During the last decade, researchers carried out many studies of reconstruction of gene regulatory networks using Boolean network modeling [18, 53], which reflects the generic coarse-grained properties of large genetic network. The hypothesis for the Boolean networks as models of gene regulatory networks is that, during regulation of functional states, the cell exhibits switch-link behavior. This hypothesis is important for cells to transfer from one state to another during a complex biological process after the cells received the external stimulations or perturbations [54]. D’haeseleer et al. discussed the way to cluster coexpression profiles to infer large-scale gene regulatory network from high-throughput gene expression assays [5557]. Moreover, the intrinsic properties of Boolean network, such as stability [58, 59], robustness [60], and fragility [51] for gene regulatory networks were deeply studied, which speeded up the Boolean network development and applications in more areas. In addition, Boolean network modeling approaches have been improved in other fields. Zhao and Ouyang et al. proposed an algorithm for inferring gene regulatory networks by using modified Boolean network from a time series dataset [6163]. However, Boolean network only provides a very limited quantitative insight in biological systems due to their inherent qualitative nature of state and time.
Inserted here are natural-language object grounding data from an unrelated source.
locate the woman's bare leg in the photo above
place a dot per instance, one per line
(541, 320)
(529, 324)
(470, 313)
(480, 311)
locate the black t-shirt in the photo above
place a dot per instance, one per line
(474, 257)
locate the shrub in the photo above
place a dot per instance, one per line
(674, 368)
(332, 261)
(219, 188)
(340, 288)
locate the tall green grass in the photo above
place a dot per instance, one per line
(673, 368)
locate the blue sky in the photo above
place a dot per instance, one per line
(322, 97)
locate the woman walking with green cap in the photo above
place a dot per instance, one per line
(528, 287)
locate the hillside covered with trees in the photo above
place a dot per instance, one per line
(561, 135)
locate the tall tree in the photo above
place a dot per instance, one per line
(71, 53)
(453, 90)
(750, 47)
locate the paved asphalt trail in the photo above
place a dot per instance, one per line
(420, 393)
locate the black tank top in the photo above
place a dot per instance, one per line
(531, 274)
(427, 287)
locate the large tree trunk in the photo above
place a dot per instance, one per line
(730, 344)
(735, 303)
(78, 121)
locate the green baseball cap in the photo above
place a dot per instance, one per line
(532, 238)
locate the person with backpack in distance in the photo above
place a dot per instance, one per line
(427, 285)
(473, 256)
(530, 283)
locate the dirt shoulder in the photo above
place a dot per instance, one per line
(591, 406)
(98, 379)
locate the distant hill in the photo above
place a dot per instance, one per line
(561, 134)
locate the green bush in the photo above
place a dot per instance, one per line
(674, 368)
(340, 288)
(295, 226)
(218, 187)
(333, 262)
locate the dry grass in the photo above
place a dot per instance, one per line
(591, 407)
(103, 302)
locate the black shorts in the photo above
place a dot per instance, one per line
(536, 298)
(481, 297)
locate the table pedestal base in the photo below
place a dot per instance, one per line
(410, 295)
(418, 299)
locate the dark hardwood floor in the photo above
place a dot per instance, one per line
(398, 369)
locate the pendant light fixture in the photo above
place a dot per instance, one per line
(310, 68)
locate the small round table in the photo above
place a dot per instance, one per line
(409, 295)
In order to overcome the deterministic rigidity of BNs, probabilistic Boolean network (PBN) was introduced for the modeling of gene regulatory networks [6467]. Generally, PBNs combine the rule-based modeling of Boolean networks with uncertainty principles as described by Markov chains [68]. Modeling with PBNs provides a quantitative understanding of biological systems, such as interactive effects between genes or average activities of certain genes given by steady-state probabilities [69]. PBNs thus have been widely applied to various biological processes [64, 66, 70, 71].

In recent years, Boolean dynamic modeling begins to be applied to signal transduction networks analysis. Anderson et al. proposed an approach for integrating gene set enrichment methods with Boolean dynamic modeling to reveal the induction of a densely connected network of cellular (TFs) and molecular (ligands) signaling upon influenza virus infection of dendritic cell [72]. Kaderali and colleagues also inferred signaling pathways from gene knockdown data using Boolean networks with probabilistic Boolean threshold functions [73]. PBNs were also applied to study the crosstalk relevancy in a given signaling pathways or simulate the outcome with external perturbations [67, 74].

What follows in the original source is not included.